Transcript of Šišókaduta: A keeper of the language

Transcript of Šišókaduta: A keeper of the language

“They’d would take our children away sometimes as early as 6 or 7 years old and they would take them sometimes thousands of miles away from their home and put them in these boarding schools that were funded by state and federal governments. And they were run by religious denominations—various religious denominations. And so, because of that it was a combination of religious training and also western education. When you went there you were told to cut your hair; take all your traditional clothing, they threw that away. And you couldn’t speak your language. And if you did you were punished. A number of our people refused to go along with that and they tried to run away. And they would be captured and brought back. A lot of our people died at these places. There's graveyards at a lot of these schools.
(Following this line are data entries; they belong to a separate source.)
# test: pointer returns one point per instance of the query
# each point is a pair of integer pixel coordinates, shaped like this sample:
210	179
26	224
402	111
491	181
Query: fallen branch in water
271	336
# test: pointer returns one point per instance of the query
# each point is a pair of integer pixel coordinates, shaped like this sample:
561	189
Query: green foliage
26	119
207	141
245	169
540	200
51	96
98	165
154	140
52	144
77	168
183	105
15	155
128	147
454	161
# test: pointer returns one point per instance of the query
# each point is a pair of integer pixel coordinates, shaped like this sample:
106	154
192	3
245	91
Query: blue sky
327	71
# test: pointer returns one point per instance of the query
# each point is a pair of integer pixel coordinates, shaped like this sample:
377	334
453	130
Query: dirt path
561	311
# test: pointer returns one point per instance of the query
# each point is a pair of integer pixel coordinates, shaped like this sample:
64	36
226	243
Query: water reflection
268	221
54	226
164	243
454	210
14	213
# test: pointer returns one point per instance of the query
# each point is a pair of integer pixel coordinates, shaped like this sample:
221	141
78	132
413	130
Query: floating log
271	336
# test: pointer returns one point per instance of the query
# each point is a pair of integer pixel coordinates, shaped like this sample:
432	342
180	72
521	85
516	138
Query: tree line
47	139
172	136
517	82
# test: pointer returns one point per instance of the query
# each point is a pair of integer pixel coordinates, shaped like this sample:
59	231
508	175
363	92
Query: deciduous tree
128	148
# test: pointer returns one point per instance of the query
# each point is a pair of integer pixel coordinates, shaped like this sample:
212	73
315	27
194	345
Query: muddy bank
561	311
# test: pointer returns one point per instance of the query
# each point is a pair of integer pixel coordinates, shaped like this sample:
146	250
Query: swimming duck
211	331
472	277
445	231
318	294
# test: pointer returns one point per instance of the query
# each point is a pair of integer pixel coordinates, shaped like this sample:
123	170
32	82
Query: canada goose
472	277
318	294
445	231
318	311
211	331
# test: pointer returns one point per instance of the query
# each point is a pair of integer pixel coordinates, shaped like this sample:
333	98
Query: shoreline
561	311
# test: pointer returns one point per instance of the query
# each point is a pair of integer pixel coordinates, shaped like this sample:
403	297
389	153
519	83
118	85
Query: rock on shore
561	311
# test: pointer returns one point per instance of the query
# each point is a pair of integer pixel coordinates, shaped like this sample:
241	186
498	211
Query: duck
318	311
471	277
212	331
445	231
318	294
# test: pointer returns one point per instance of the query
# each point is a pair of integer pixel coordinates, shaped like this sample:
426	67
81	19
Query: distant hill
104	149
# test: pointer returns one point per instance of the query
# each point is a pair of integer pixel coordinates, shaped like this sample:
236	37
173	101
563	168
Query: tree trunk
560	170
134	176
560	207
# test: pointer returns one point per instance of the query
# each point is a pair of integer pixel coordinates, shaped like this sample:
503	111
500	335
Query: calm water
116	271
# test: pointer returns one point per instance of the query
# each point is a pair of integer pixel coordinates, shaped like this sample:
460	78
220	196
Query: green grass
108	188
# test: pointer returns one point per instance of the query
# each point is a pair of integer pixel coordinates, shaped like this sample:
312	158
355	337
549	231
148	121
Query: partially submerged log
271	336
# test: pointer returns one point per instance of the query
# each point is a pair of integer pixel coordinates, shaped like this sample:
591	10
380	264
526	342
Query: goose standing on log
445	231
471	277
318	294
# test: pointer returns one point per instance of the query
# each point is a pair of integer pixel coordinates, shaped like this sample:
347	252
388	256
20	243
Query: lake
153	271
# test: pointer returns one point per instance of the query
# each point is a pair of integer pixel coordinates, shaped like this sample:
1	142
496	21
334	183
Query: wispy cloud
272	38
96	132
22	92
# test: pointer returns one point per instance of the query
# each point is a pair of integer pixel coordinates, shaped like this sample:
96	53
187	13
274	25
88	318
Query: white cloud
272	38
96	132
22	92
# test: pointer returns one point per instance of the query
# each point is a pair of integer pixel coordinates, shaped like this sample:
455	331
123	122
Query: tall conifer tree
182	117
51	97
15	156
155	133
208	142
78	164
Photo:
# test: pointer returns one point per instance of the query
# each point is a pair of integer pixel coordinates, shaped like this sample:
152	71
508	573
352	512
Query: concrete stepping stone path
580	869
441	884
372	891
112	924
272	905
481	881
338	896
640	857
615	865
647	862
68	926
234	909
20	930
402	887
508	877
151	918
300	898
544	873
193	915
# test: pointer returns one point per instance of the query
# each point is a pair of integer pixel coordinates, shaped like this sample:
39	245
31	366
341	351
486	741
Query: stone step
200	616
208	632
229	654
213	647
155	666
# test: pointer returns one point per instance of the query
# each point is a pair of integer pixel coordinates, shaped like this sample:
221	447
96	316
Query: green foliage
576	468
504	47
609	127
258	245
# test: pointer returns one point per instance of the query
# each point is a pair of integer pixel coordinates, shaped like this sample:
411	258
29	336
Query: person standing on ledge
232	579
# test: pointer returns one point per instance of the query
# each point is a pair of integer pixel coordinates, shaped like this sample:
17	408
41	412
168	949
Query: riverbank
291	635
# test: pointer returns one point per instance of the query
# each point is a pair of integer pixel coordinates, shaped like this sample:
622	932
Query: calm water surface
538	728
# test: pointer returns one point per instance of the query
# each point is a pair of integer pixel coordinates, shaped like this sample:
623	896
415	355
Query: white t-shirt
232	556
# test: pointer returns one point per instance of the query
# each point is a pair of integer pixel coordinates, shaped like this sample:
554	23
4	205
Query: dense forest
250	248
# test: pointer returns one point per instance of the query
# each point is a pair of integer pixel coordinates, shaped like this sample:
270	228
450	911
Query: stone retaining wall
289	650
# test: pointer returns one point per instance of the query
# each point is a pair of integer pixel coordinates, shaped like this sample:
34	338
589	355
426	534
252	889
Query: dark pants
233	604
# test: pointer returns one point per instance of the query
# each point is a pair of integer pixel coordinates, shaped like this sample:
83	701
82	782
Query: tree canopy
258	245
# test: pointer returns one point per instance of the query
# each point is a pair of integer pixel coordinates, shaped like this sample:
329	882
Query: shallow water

And now they're finding unmarked graves at a number of these places, and so I'm sure there's even more unmarked graves and we'll be discovering that in the future. After you got out of schools, a lot of times the children were about 17, 18 years old, and by that time they had forgotten their language, they had forgotten their culture and their traditions. And they would go back home and they would feel lost, because they were no longer part of the world that they left—that Dakota world. But yet they didn't fit in to the Euro-American world because of the color of their skin and who they were. So they weren’t accepted really anywhere. And a lot of times it led to depression, maybe substance abuse problems, and even domestic problems. Before that, those things were really unheard of in our communities. All those different things I listed. And we live with a lot of those problems today because of the boarding schools. And because of the trauma they suffered in these schools a lot of these people when they went back home they refused to speak their language. And even though they probably still knew how to speak it, they wouldn’t teach it to their children when they had children. Thank goodness some of them refused to do that, and we can kind of think of those as our heroes today because they kept the language alive.”